As Table 3 shows, the effects of the magnetic field became more important with the increase of the electric dipole field strength. Firstly, the decomposition of the valine occurred at a lower strength of the dipole electric field. Secondly, the fragments formed with and without the inclusion of the magnetic field effects were different: for example, analyzing the obtained results revealed that the formation of the CHO${}_2$ fragment occurred only when the magnetic field effects were included in the basis set of the p-orbitals, an effect which was not seen when only the influence of the electric field was taken into account. According to the experimental studies of [12], the intensity of the m/z = 45 fragment increases in the mass spectra of the valine, which is explained as the CO${}_2$ fragment bonding to the H atoms formed due to the irradiation: thus, we see that the numerical results obtained in our studies, with inclusion of the magnetic field effects, allowed us to provide better fitting of the experimentally obtained spectra.
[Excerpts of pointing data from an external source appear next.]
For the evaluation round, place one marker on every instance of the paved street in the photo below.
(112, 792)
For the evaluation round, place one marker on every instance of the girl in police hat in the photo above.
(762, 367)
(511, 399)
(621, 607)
The latter emphasized the importance of including magnetic field effects in future studies, as a tool to make better predictions of the experimental outcomes.

5. Conclusions

In this paper, we investigated theoretically and numerically the effect of the electromagnetic field of radiation on the valine molecule, which was further compared to the previously existing experimental results for the interaction of valine with a high-energy electron beam. The study included geometry optimization of the structures of valine, using the $B3LYP$/$cc$-$pVTZ$ approach. The theoretical calculations were performed with the help of the quantum computational GAUSSIAN09 program package. Furthermore, we applied the method of anisotropic Gaussian-type orbitals, as a way to incorporate the effect of the magnetic field of radiation in the molecular wave functions. We proceeded, using the modified $cc$-$pVTZ$ basis, in which the correction coefficients ${\alpha }_1$ and ${\beta }_1$ were used for all the atom types, e.g., $H,C,N,O$, of which the valine molecule consists. The correction coefficients were introduced to the s-, p- or only the p-orbitals, and a comparison of the bond length, angle, dihedral angles, and condense-to-atom-all electrons was performed without and with the inclusion of the dipole electric and magnetic fields. The magnetic field influence was clearly seen, showing that the values of the dihedral angles could vary by up to 4 degrees when magnetic field effects were taken into account. While the charge redistribution occurred due to the electric field influence, the changes in the dipole momentum projection onto the y- and z- axes were caused by the magnetic field effects. The influence of the magnetic field was also crucial in the fragmentation processes, proving that the fragments formed with the inclusion of the magnetic field were different to those formed without it (e.g., the $CH{O}_2$ fragment was seen only when the magnetic field effects were included in the basis set of the p-orbitals). The latter indicates that our numerical calculations, which took into account the influence of the magnetic field of radiation, provided a better fit with the experimental data, and that they can be used as a tool for more accurate predictions and analysis of present and future experimental outcomes.